6. Focusing on ambitious goals can help people rise above the petty stuff. Time and again, members of the Rolling Stones would swallow their pride (albeit not easily sometimes) or give in on an issue in order to focus on the overall success of the band. For example, Richards recounts how Mick Jagger overlooked the inclusion of a saxophone player on a tour that he wasn’t personally very fond of (to put it mildly) because he knew that, despite his personal feelings, he was the best sax player they could have used to create the best possible music.
7. Einstein once said, “Genius is 99% perspiration and 1% inspiration.” The first song Richards and Jagger wrote together happened after their producer confined them to a house and ordered them not to come out until a song was done! A lot of creativity is really just about rolling up your sleeves and pushing through.
8. When inspiration doesn’t come to you, meet it half way. After Jagger and Richards hit a creative roadblock trying to write one last song for an album, they tore up a bunch of newspaper headlines and pages from books, threw them on the floor and looked for a little inspiration from the jumble of words on the floor. And it worked, resulting in the song, “Casino Boogie.”
9. Authenticity and instincts matter. Richards, at one point in their tumultuous relationship, accuses Mick Jagger of doing what a lot of entrepreneurs do: forgetting what brought them success in the first place and focusing too much on the competition, rather than trusting your instincts and focusing on what you do best.
10. Creativity is messy. It’s about playing with ideas and mucking around until you find something that works. The mega-hit “Start Me Up” is a classic example of a song that took years, and a lot of muckin’ about, for the Stones to get right.
11. “The show must go on!”. It’s an old show biz saw, but one that’s definitely accurate in the case of the Rolling Stones and any successful business. The Rolling Stones played through a monsoon in Bangalore, a heat wave in Milan, and freezing cold venues where Richards had to warm up his fingers with heat bags between sets.
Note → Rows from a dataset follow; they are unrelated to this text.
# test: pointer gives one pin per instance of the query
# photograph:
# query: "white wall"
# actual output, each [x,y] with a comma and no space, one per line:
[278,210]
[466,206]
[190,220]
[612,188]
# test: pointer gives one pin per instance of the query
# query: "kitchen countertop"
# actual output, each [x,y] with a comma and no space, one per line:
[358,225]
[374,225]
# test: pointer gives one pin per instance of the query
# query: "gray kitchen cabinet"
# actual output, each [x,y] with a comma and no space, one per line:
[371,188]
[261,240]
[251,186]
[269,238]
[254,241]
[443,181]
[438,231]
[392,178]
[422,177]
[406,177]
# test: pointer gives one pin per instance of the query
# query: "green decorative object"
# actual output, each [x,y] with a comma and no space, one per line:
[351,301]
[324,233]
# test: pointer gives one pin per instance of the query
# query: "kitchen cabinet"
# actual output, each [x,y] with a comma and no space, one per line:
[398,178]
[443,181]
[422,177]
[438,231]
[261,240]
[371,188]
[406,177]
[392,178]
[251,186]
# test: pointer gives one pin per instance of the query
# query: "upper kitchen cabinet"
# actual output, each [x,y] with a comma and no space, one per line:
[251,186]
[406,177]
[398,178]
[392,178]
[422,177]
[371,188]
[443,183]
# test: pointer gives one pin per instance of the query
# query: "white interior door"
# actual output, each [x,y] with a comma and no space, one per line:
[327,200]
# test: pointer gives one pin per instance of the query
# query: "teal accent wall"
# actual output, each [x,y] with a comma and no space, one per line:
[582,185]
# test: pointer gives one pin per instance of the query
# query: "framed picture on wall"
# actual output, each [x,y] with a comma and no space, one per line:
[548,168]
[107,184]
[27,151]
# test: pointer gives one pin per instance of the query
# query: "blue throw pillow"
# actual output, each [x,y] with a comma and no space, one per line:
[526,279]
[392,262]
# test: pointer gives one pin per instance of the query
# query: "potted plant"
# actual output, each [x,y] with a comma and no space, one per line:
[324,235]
During one show with a big pyrotechnics kickoff, a lump of white phosphorous landed on Richards’s finger. He soldiered on through “Start Me Up” while watching his finger burn through to the bone. Chances are your business doesn’t deal in pyrotechnical displays, but it does deal with constant unforeseen circumstances and changes that will demand that your particular show go on regardless of unforeseen events.
12. No matter how many times you have to say or do something, from your customers’ perspective, it’s their first time! Richards describes how, no matter how often he’s playing the same song for a crowd, he feeds off the energy of the audience and understands that for the listeners, it’s their first experience in that moment.
13. Successful people seek out other successful people. Even in his later years, Richards loves playing with, and being challenged by, some of the greatest musicians of our time. Richards thrives in being tossed into situations where he is expected to be at his absolute best and pushed to the brink. Great leaders and great entrepreneurs surround themselves with people who push them to be at their best.
14. Teamwork is often about adjusting to each other people’s rhythms. When the Rolling Stones play, they are constantly adjusting their individual performances based on what everyone else is doing, in order to create the best possible result as a team.
And if great teamwork isn’t that, then I don’t know what is!